Germany - Weimar Republic: Prussian State Mint Commemorative Medal for the Crew of the First Non-Stop East-West Transatlantic Flight of the Bremen 1928, silver.
Condition: some slight marks in field, very slight edge bruise, Good Very Fine.
Provenance: R.G.I. White Collection, Baldwin Auction 35, 13th-15th October 2003, Part Lot 1995.
Silver, obverse with the image of the Bremen flying low over the waves, the reverse with the names of the two pilots, Hünefeld and Köhl, and the Irish navigator, James Fitzmaurice. Rim stamped ‘Preuss. Staatsmünze Silver 900 Fein’, measuring 36 mm in diameter.
After Charles Lindbergh crossed the Atlantic from West to East in May 1927, the idea of flying in the opposite direction, which is more difficult because of the prevailing winds, became more and more popular.

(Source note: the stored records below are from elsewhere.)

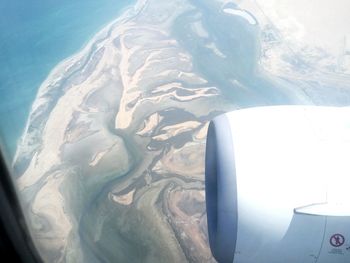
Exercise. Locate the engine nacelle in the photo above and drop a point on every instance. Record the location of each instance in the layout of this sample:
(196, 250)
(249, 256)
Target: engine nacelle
(278, 185)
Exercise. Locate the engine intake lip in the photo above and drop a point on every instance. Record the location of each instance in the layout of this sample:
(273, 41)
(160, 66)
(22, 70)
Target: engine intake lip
(221, 190)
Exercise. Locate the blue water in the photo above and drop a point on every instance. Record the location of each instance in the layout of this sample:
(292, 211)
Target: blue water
(34, 37)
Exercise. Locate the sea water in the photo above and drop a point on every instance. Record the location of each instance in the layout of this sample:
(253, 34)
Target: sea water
(34, 37)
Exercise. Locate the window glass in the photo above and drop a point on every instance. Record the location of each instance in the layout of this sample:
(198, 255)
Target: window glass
(104, 108)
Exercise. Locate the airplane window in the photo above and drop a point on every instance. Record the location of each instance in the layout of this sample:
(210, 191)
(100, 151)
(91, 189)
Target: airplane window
(105, 106)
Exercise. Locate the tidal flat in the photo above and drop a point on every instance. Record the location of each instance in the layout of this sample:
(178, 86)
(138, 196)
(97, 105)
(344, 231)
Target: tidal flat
(111, 165)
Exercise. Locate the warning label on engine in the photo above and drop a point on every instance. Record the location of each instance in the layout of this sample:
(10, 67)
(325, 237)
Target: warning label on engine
(337, 240)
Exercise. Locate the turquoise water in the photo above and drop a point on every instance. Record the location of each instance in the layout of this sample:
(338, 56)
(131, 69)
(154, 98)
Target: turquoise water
(34, 37)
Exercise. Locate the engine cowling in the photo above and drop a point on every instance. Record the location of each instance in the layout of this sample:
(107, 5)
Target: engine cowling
(277, 181)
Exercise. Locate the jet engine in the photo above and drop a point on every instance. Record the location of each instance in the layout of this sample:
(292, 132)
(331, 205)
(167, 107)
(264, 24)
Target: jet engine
(278, 185)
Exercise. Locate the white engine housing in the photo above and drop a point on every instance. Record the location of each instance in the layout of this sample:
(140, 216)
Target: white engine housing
(278, 185)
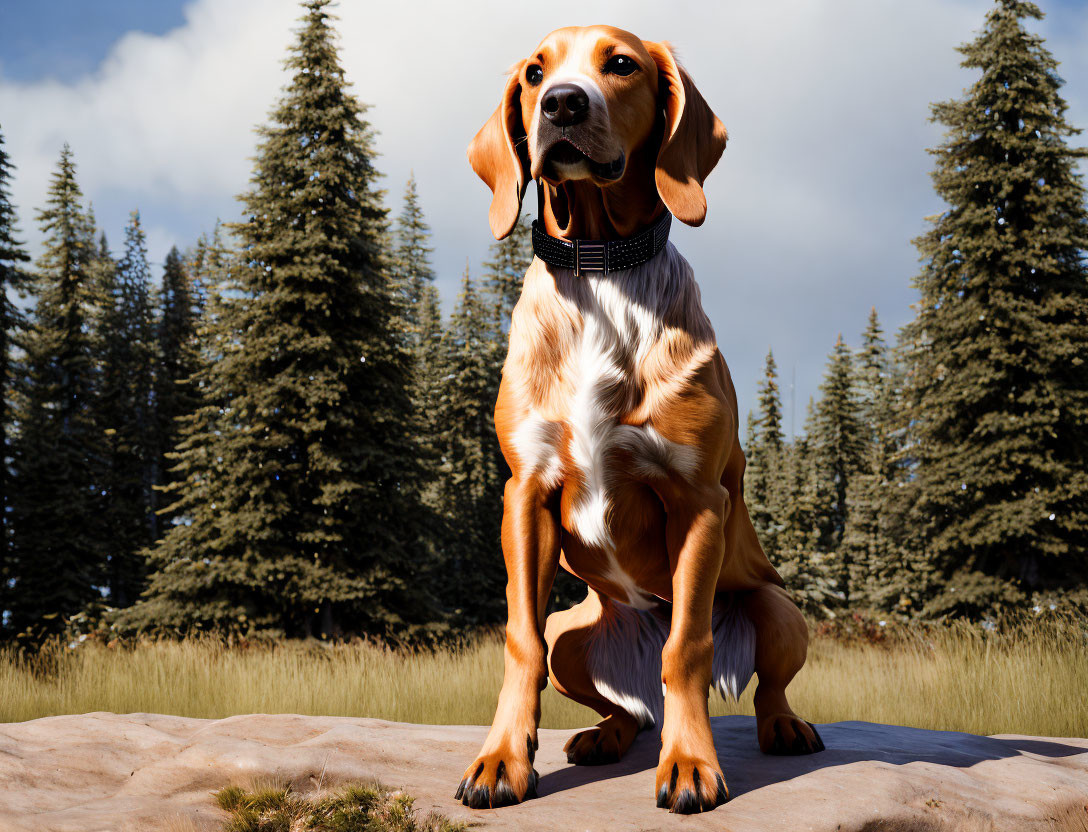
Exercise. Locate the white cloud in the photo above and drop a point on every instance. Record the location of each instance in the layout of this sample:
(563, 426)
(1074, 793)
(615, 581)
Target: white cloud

The Bremen was a German Junkers W 33 aircraft that made the first successful transatlantic aeroplane flight from east to west on 12th and 13th April 1928. After weather delays lasting 17 days, the Bremen left Baldonnel Aerodrome, Ireland, on 12th April with a three man crew, arriving at Greenly Island, Canada, on 13th April, after a flight fraught with difficult conditions and compass problems.